All I knew about La Ruota at this stage was that it serves a set fish-only menu costing €56 per person. I had no idea that I was about to witness a performance in which just two people – the chef, proprietor and sommelier Edoardo Compiano, and our waitress/taxi driver – did everything including the washing-up. I subsequently learnt that Edoardo had been born in this room and that his father, who collected French wines, had opened the restaurant 43 years earlier.
Compiano began by reciting with great passion the seven dishes on our menu, and no sooner had he finished than our first course arrived: super-crisp, deep-fried aubergine, onions and seafood next to two small bowls of orange cubes of three different hues. He explained that frying is a widely used Ligurian cooking method, though I doubt whether many other batters taste as clean and fresh as this did.
With the next course, a bruschetta of goat’s cheese with thinly sliced tuna and salmon and a fried langoustine (and, in Italian fashion, no lemon, as the fish was so fresh), we tried a glass of Rossese 2011, the local red grape. This led to the delivery of the wine list and an abrupt silence at our table.

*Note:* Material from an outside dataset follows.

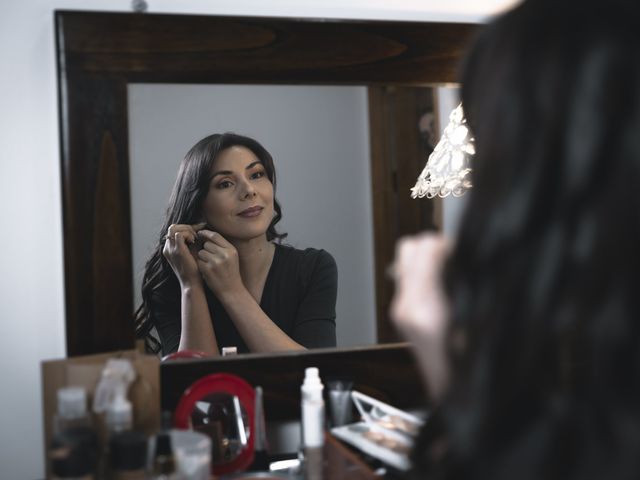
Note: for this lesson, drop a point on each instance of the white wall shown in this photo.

Several of Italy’s top wines, including vintages of the highly sought-after Sassicaia and Tignanello, were listed at very restrained mark-ups. We finally settled on a bottle of the 1994 Tignanello for €65, less than its retail price in the UK. Here it had the extra benefit of having been carefully stored for 18 years no more than 20m away.
The success of these first two courses, and the seafood panzanella that followed – a luscious combination of scampi, warm tuna, tomatoes, olives and crisp, torn toast – was logistically possible for a staff of two to deliver to the six tables because they were served on “sharing plates”. So too was the serving of crêpes as dessert, prepared in the kitchen before Compiano turned flambé chef in the dining room.
Before then, he had gone around the room with a whole dentex, a large Mediterranean fish known for its protruding teeth and here baked under salt and served with potatoes and more cubed orange. His final – and most dramatic – dish comprised sticks of celery standing on a plate, to which a dozen steamed shrimps were attached.
The only hiatus came just before this course, when Compiano produced a dish of taglierini with diced octopus and scampi. In Italy, the pasta-cooking process cannot be rushed, just as a memorable meal anywhere cannot be forced.
Via Perlemeglio 6, 16030 Moneglia, Italy +00 39 185 49565 (closed Wednesday); laruotamoneglia.it
25th anniversary competition
Congratulations to Henrietta Inman, who has won the competition to describe a memorable meal in 25 words or fewer: “I’m eleven, in Brasserie Lipp. Afraid to order steak tartare, pale chicken arrives; melancholy ensues …until dessert – mille feuille perfection; et maintenant je suis pâtissière.”